Indeed. Youth nowadays hardly have a moment's reflection to consider who they are. I think this is the fundamental reason why most homeschoolers, even if they didn't realize it, originally pulled their children from the public schools. They sensed that their children were being harmed as people. This gets wrapped up in the whole central idea of American "democracy," because many people consider public education an essential element of democracy. Officials think that education is needed to unify a pluralistic society. Then the question is if people are taught to love their country or to be dependent on it. Those are two different emotions. One inspires firy devotion and action, the other apathy. But to truly love a country, a person must know that his country loves him. He must know who he is himself, and he must feel that he is respected and enjoyed in his country the way he is. He must have room to move and act. In short, he has to discover himself before he can really be patriotic. That is, I think, why homeschoolers are so politically active compared to the general public.

I could go on. There's lots more. But I need to save it for another post.
 
Comments:
A great quote.

Few realize it, but GW Bush's worst legacy is No Child Left Behind and the true beginning of mandatory federal standards (=control & subsequent uniformity) for education.
 
First, there was local control. School standards lowered, so the states took over. They dropped alarmingly, and now the federal government is taking over. After this, there is nobody left to take higher control. Personally, I think the crisis is going to come to a head in our lifetimes. Then what?
 
Great essays! I got sidetracked into reading a number of his others as well. I think I like that guy. :)
 
First, the gifted kids are the ones who, on average, tend to fall by the wayside in terms of customized education. And they get persecuted socially besides.

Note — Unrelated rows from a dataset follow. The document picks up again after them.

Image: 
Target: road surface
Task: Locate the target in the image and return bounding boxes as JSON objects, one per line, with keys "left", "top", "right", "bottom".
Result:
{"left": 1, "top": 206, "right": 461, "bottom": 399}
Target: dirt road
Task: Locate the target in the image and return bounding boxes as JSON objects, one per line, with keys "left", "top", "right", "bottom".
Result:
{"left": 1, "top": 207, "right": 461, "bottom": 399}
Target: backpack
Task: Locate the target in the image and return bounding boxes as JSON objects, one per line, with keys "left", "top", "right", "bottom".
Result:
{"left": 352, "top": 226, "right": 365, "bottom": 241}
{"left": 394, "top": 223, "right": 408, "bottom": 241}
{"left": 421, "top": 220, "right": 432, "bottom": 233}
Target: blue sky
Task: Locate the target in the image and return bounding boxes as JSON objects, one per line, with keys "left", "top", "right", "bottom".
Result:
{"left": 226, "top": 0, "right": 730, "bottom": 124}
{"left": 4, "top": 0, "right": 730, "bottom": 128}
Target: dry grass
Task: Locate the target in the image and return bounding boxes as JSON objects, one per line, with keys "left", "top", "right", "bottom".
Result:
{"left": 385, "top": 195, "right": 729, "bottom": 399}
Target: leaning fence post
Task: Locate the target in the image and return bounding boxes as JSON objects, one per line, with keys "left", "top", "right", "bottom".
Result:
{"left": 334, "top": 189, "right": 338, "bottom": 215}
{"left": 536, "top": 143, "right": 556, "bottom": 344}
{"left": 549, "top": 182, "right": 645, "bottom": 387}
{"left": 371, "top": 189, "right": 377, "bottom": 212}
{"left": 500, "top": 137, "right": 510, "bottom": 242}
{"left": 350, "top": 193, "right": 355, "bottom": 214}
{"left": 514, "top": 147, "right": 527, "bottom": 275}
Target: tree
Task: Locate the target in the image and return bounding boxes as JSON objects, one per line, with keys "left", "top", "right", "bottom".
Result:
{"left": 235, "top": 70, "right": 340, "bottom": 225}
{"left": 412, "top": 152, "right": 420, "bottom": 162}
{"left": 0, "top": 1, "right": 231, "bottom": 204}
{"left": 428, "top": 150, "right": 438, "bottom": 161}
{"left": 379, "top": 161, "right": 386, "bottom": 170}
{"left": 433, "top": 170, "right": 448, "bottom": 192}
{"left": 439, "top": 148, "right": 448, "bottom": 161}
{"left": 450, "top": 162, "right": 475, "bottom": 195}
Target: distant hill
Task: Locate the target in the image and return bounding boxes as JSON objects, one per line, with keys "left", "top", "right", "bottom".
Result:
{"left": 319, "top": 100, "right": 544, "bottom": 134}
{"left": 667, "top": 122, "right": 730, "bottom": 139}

Second, why should we have to measure smart & stupid at all? Merely set the standards, help students as best we can, and actually fail them if they are worthy of failure. If the standards are so low that nobody can fail, then nobody can succeed brilliantly either.

Third, the focus is, of course, people. But if you expect little, you will receive little. When I teach people, I have a certain objective standard of achievement. But I also have a subjective standard, which is even more important - that they are giving their 100%. The reason there are so many stupid people is that most people do not give 100%. I think it is far more loving to give a slacking student a well-deserved hard time than it is to coddle him.

Fourth, the more formalized education has become, the less literacy of any sort exists in society. Before the advent of the common school, around 98% of the adults in New England could read. I'm not saying that I think some people shouldn't be educated. I'm saying that the public education system isn't doing that.